This week, the Departments of Labor, Health and Human Services and the Treasury jointly released a new FAQ on the coverage of preventive services. The notice includes clarification on contraception coverage, advanced preventive breast cancer screenings, coverage for transgender individuals and coverage for dependent children. The guidance clarified that insurers must cover without cost-sharing at least one form of contraception in each of the 18 FDA identified methods. It must also cover clinical services, including education and counseling, necessary for obtaining contraception. However, insurers can continue to use cost-sharing on products so long as one version is available without cost-sharing, such as covering a generic but not a brand name. Providers can override these if they determine that a product is medically necessary.
This guidance was largely in response to confusion raised by women’s advocacy groups claiming that insurers were not adhering to the law’s requirement to cover all forms of contraception without cost-sharing.

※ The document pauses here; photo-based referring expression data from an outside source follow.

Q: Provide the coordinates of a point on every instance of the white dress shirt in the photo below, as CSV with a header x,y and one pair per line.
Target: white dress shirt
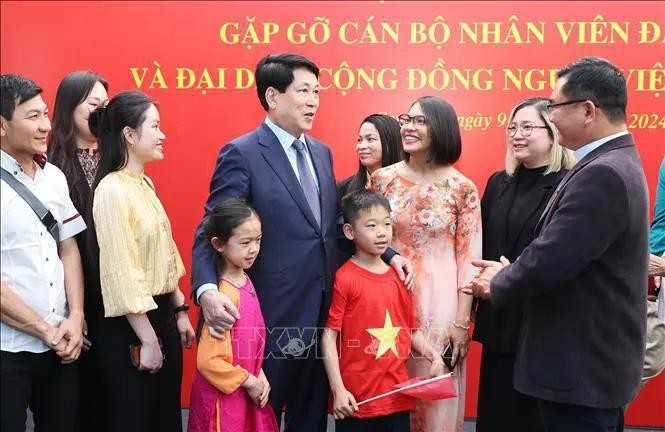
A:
x,y
588,148
30,264
286,141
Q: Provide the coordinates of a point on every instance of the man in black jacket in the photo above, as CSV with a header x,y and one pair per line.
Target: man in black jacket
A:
x,y
583,279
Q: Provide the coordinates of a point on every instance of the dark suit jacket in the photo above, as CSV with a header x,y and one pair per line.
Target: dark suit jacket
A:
x,y
583,280
294,271
499,330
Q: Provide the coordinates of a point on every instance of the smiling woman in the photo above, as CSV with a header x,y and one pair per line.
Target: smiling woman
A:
x,y
512,204
73,149
436,222
139,269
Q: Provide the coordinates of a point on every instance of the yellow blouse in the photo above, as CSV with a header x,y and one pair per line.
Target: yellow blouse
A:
x,y
138,258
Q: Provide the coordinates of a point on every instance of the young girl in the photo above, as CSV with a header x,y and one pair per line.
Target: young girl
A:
x,y
230,390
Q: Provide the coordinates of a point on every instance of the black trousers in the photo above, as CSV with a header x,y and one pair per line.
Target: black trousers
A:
x,y
559,417
501,407
92,394
397,422
41,382
138,401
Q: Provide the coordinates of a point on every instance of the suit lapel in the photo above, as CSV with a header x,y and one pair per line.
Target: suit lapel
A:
x,y
534,201
500,210
322,170
276,158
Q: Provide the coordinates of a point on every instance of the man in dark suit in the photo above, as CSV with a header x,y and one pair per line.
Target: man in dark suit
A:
x,y
287,177
583,279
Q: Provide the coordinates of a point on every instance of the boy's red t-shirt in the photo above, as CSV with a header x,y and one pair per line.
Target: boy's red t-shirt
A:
x,y
374,316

The National Women’s Law Center and Kaiser Family Foundation published studies earlier this year highlighting the gaps in coverage, which prompted Senate Democrats to write a letter asking for clarification. The guidance is set to take effect in 60 days.

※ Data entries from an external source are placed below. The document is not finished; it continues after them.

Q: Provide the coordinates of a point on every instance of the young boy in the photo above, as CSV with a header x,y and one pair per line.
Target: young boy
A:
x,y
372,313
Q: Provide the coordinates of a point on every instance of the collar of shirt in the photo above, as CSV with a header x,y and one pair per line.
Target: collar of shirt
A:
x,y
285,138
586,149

Also, late last week the Centers for Medicare and Medicaid Services released guidance clarifying the 2016 Notice of Benefit and Payment Parameters that insurers must limit out-of-pockets costs to the individual limit, regardless if the enrollee is in a family plan with a higher out-of-pocket cap. The maximum out-of-pocket spending in 2016 will be $6,850 for individuals and $13,700 for families. The guidance also clarified how plans can offer a family deductible of $10,000 and remain in compliance with the requirement; so long as each individual is not subjected to more than the $6,850 out-of-pocket maximum as the limit applies to each person individually.